Studying transthyretin amyloidoses-a group of progressive nerve and cardiac degenerative diseases caused by the buildup of misfolded transthyretin (TTR) proteins in the body-has long been hampered by the lack of animal models of the disease. Mice, for instance, don’t show the same symptoms as humans, even when misfolded TTR accumulates in their organs.
Now, scientists at Scripps Research have discovered that Caenorhabditis elegans, a nematode, or microscopic roundworm, develops similar nerve damage to human patients when their muscle cells are genetically engineered to produce TTR.
“This is really the first model that recapitulates what we see in humans both with regards to the molecular and cellular signatures of the disease, and the symptoms,” says Sandra Encalada, Ph.D., Arlene and Arnold Goldstein Assistant Professor of Molecular Medicine at Scripps Research.
The new C. elegans model, which Encalada and her team described recently in the journal Proceedings of the National Academy of Sciences, has already let Scripps Research scientists make inroads into understanding how TTR proteins become misfolded and aggregate to cause disease in neurons.
In humans, TTR is produced and secreted by the liver, where sets of four copies of the protein assemble together into tetrameric TTR that’s sent out into the bloodstream.

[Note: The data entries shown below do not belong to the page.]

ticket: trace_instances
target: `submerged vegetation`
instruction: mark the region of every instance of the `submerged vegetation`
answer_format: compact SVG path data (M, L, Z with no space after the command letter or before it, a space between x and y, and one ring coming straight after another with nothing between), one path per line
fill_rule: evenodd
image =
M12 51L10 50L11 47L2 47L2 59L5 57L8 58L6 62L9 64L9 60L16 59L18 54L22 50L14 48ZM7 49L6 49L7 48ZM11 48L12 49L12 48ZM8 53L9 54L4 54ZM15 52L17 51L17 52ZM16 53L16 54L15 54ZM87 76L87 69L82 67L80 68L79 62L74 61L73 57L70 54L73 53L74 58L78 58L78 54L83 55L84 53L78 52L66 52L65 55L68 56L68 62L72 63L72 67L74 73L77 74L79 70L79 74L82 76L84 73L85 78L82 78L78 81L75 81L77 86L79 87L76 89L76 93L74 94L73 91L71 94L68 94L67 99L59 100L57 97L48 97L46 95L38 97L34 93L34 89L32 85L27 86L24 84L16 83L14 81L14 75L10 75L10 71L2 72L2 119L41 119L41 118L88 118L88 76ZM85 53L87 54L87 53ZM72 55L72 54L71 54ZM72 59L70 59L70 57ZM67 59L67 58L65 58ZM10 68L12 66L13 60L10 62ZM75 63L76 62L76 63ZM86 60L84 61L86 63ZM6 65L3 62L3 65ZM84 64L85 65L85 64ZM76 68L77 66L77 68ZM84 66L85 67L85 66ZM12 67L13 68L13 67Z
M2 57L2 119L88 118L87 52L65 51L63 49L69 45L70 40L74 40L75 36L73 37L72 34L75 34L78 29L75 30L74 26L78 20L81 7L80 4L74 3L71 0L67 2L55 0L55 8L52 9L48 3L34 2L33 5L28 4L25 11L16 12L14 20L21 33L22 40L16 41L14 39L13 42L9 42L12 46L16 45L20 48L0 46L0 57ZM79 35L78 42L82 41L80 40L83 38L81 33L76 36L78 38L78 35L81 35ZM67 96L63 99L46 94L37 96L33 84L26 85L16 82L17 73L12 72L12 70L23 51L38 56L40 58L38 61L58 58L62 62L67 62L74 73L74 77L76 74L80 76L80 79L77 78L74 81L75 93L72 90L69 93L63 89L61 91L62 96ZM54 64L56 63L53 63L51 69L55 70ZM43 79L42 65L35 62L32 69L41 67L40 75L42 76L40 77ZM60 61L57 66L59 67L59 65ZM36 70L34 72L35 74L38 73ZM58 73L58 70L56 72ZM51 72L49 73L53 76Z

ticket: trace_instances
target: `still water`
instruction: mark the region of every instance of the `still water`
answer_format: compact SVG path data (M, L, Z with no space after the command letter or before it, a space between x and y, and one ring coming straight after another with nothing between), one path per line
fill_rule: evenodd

In the blood, TTR normally binds and transports the thyroid hormone thyroxine, as well as vitamin A bound to retinol binding protein to deliver them throughout the body.
But there’s a ticking clock: the four TTR copies also fall apart over time, and then, in some cases, change their conformation or shape and regroup or misassemble into larger aggregates that deposit in tissues. There is genetic and pharmacologic evidence that this process causes neurodegeneration.

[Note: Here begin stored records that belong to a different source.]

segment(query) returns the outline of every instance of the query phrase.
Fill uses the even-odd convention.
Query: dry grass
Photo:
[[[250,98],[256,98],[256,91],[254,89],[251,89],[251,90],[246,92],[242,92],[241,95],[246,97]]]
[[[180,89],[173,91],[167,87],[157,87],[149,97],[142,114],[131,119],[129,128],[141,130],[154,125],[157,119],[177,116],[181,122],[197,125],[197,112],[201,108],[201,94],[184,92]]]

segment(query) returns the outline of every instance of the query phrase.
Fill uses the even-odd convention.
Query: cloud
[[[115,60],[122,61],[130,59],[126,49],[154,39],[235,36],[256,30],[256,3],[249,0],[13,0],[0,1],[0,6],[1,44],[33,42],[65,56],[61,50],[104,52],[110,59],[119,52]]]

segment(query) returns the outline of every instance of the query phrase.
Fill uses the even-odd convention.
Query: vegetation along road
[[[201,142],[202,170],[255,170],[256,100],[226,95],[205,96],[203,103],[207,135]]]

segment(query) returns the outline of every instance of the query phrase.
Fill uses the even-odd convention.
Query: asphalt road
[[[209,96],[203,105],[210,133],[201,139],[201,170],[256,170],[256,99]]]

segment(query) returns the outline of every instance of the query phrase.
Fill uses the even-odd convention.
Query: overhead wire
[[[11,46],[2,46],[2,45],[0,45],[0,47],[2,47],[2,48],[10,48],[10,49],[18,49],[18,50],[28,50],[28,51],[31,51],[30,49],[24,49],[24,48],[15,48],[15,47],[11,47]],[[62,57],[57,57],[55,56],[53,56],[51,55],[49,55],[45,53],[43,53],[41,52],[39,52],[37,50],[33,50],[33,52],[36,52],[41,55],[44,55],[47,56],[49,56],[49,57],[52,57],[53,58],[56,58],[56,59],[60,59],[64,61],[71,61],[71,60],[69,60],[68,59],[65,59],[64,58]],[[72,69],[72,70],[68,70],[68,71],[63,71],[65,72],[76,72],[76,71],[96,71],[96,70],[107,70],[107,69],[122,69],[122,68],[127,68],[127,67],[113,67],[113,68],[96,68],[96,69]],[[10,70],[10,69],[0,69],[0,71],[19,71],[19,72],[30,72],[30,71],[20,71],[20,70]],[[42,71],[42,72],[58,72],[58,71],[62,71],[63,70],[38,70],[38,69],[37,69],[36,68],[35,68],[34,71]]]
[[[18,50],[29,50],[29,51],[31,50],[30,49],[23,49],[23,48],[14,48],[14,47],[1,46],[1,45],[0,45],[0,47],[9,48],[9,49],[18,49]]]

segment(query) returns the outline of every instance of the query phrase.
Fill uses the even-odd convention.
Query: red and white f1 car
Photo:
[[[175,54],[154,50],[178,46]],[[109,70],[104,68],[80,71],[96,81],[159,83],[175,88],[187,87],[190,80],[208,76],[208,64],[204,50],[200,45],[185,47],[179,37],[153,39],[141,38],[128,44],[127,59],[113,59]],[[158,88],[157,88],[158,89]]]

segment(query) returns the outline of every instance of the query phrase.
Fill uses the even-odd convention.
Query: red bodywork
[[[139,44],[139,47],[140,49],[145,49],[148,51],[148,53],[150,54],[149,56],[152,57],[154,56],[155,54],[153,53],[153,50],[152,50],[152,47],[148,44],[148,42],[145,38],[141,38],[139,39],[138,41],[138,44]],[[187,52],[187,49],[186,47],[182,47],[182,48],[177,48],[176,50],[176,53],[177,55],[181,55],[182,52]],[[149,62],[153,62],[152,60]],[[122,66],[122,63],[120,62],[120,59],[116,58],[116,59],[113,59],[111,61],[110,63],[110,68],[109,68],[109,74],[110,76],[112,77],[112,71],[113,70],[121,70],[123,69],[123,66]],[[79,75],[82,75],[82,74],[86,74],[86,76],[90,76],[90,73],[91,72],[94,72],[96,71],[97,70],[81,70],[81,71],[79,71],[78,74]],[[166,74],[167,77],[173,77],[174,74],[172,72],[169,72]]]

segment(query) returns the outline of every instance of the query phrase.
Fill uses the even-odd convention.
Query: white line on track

People can suffer from a variety of diseases based on the sequence of TTR that misfolds and misassembles and depending on where misfolded TTR aggregates accumulate. In the two most common forms of TTR amyloid disease, the protein accumulates in the heart-causing cardiac symptoms-or in the nerves of the legs and arms-causing a peripheral neuropathy. While some people who develop these diseases have mutations in their TTR protein, making them more prone to aggregate, others have normal TTR that can also misfold and misassemble.

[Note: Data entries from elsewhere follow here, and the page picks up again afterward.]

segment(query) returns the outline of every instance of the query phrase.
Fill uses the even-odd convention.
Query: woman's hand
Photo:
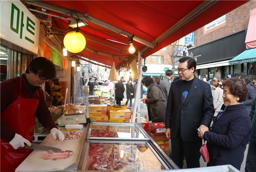
[[[202,126],[203,126],[202,127]],[[200,127],[199,127],[200,129],[200,132],[197,132],[197,134],[198,135],[198,137],[201,137],[202,139],[203,139],[203,134],[204,134],[204,132],[208,132],[209,131],[209,128],[205,126],[204,125],[201,125]]]

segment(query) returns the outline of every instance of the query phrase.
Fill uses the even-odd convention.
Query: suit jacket
[[[118,98],[124,98],[123,95],[124,90],[125,90],[125,88],[124,88],[123,84],[118,81],[118,83],[115,84],[115,97]]]
[[[210,86],[195,76],[184,103],[182,102],[183,81],[173,82],[169,92],[166,115],[166,126],[171,128],[175,138],[180,129],[183,141],[198,141],[196,129],[201,125],[209,126],[215,110]]]

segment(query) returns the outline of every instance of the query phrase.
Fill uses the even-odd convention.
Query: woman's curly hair
[[[246,83],[243,79],[238,78],[231,78],[222,81],[223,86],[229,88],[230,93],[239,98],[238,102],[245,101],[248,94]]]

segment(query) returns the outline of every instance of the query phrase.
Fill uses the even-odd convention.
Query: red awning
[[[30,1],[25,1],[30,3]],[[105,23],[154,44],[155,46],[151,48],[134,40],[136,53],[141,51],[143,57],[155,53],[247,2],[245,0],[43,1],[48,5],[57,6],[54,7],[54,8],[61,7],[75,10],[78,13],[89,14]],[[34,5],[40,7],[39,5]],[[56,13],[53,9],[47,9],[47,12],[59,16],[67,14],[59,11]],[[63,16],[67,17],[67,15]],[[73,13],[73,17],[76,18],[74,13]],[[53,19],[56,19],[53,17]],[[67,21],[55,19],[52,20],[53,26],[64,30],[68,29]],[[81,28],[81,32],[87,39],[86,48],[77,55],[110,66],[115,59],[115,65],[118,66],[118,67],[123,66],[125,61],[132,58],[133,55],[128,51],[129,38],[120,34],[122,33],[115,33],[89,20],[86,22],[88,26]]]

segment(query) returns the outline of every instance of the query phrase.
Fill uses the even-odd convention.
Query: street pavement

“We know quite a bit about the molecular dynamics of how TTR comes apart and how it creates aggregates,” says Encalada. “But until now we didn’t have any mechanism at the cellular level. How do heart or nerve cells degenerate when TTR aggregates?” Scientists working with dozens of rodent and fruit fly models have failed to replicate what is seen in humans with these conditions.
In an attempt to answer these questions, Encalada and her collaborators engineered C. elegans to produce TTR in their muscle cells. They then tested the bodies of the nematodes for the presence of TTR. The protein, they showed, was secreted out of the muscle cells and into the worms’ body cavity. And just as in humans, the TTR broke down from tetramers and converted into misfolded and aggregated TTR molecules over the course of about a week.
When the researchers gave the nematodes a mutated version of TTR known to cause progressive peripheral neuropathy in humans, the worms showed abnormal growth of sensory nerve cells, and lost the ability to feel pain and temperature -the same impairments that are seen in humans. Moreover, when the worms were treated with drugs that ameliorate TTR peripheral neuropathy in humans, the worms showed dramatic improvement of the aforementioned degenerative phenotypes.
Encalada’s team tracked where the TTR was going in the worms’ bodies, and they found that tetramers of the protein secreted from the muscle, accumulated in the cells responsible for breaking down the body’s waste. These cells, the researchers showed, were degrading TTR and preventing the production of toxic aggregates. Deleting these cells enhanced the aggregation of TTR and increased the percentage of animals that had signs of nerve disease, including loss of pain sensation, as observed in humans.
“The big picture is that we were able to modulate levels of TTR degradation without touching neurons or the muscle cells producing TTR,” says Encalada. “In humans, being able to tweak levels of TTR degradation could act as a means of stopping TTR toxicity.”